Don’t misunderstand—in an age of professional schooling and instant communication, we have no excuse for moral blindness. Take the recent law passed here in North Carolina, for example, mandating that every user of a public restroom attend only those assigned to people bearing the equipment matching what he (or she, or s(he), or some entirely new and enlightened signifier even now being conjured in a Brown University anthropology classroom) received at birth.
Now, educated people know this is an evil law. We know this because of the outcry from people who know a thing or two about repression and homophobia, many of them having spent hours cozying with dictators in Cuba, Egypt, Venezuela, and the like. Our moral betters know evil because they have looked evil in the eye. They’ve sipped espresso with evil. They’ve played private concerts for evil.
But we Southerners are a contrarian lot. It runs in our tainted blood. While straight-sighted moral people rightly cower at reproaches from New York politicians, Hollywood mavens, and pornography conglomerates, we perversely internalize them as badges of honor. In fact, the best way to unify we feuding, vengeful, petty, grudge-holding, backwards-ass rednecks is to tell us the Yankees are displeased.

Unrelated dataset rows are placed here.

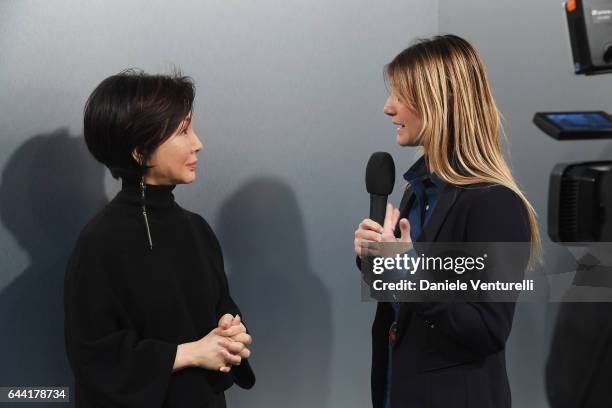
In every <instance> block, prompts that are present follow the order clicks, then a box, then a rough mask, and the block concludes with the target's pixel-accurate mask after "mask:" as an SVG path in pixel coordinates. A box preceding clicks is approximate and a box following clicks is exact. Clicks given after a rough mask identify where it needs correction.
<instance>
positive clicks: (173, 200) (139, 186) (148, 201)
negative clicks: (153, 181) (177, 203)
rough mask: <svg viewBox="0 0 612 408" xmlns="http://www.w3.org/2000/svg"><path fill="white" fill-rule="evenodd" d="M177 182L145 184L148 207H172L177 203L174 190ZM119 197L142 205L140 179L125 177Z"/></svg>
mask: <svg viewBox="0 0 612 408" xmlns="http://www.w3.org/2000/svg"><path fill="white" fill-rule="evenodd" d="M175 187H176V185H175V184H166V185H153V184H145V185H144V204H145V206H146V207H147V208H171V207H173V206H174V205H175V201H174V194H172V191H173V190H174V188H175ZM118 198H119V199H120V200H121V201H124V202H129V203H132V204H135V205H139V206H141V205H142V188H141V186H140V181H139V180H134V179H123V181H122V183H121V191H120V192H119V196H118Z"/></svg>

Blood runs hot where morality is concerned, and viewed from that perspective, my state is doing a great service to our sideways neighbors. With so little evil and suffering left in the modern world, good people need a beacon of evil against which to calibrate. Some Southerners are content to play that part, for a time at least, until we can scramble the rest of the way up the moral ladder, which may take another generation or so, by which time the pervasive and homogenized digital mindwash which scours us all every waking hour will have reached its fruition even in this backwards territory, such that our grandchildren have no certainty whatsoever about God or virtue or the purpose of a penis, and better still, no curiosity on these matters, because curiosity breeds questions, and questions beget challenges, and the very last thing our cultural monolith can tolerate is a challenge to its precepts, because if one person holds his head upright then another may follow suit, and another still, until you’ve got yourself a whole mess of curious people asking why everyone else is leaning sideways and calling it straight, and can’t they feel their feet skidding along the concrete, and don’t they hear the change tinkling from their pockets, and aren’t they weary from gripping so tightly just to stay in place, and isn’t it just a little odd that the handful who’ve set themselves up as moral paragons are so desperate to proclaim everything straight, almost as if they believe the moment they halt their carnival barking we’ll take a moment to look around, and to hear the sliding of feet on crooked ground, and to ask: Who put these people in charge?
That sounds almost like rebellion, which I suppose is to be expected from my people, bearing as we do the genes of raging Scots, bull-headed English, enduring Yoruba, proud Cherokee. Tell us what to do, and our instinct is to tell you to go to hell. It’s not an endearing quality, I’ll admit, but maybe it serves a small purpose, because maybe the world isn’t so right-side up after all, and maybe one day we’ll get around to realizing that, and maybe then we’ll need a few people whose feet are preternaturally inclined to lean against the weight of things, people who can lead us backwards out of a world tilted wrongwise.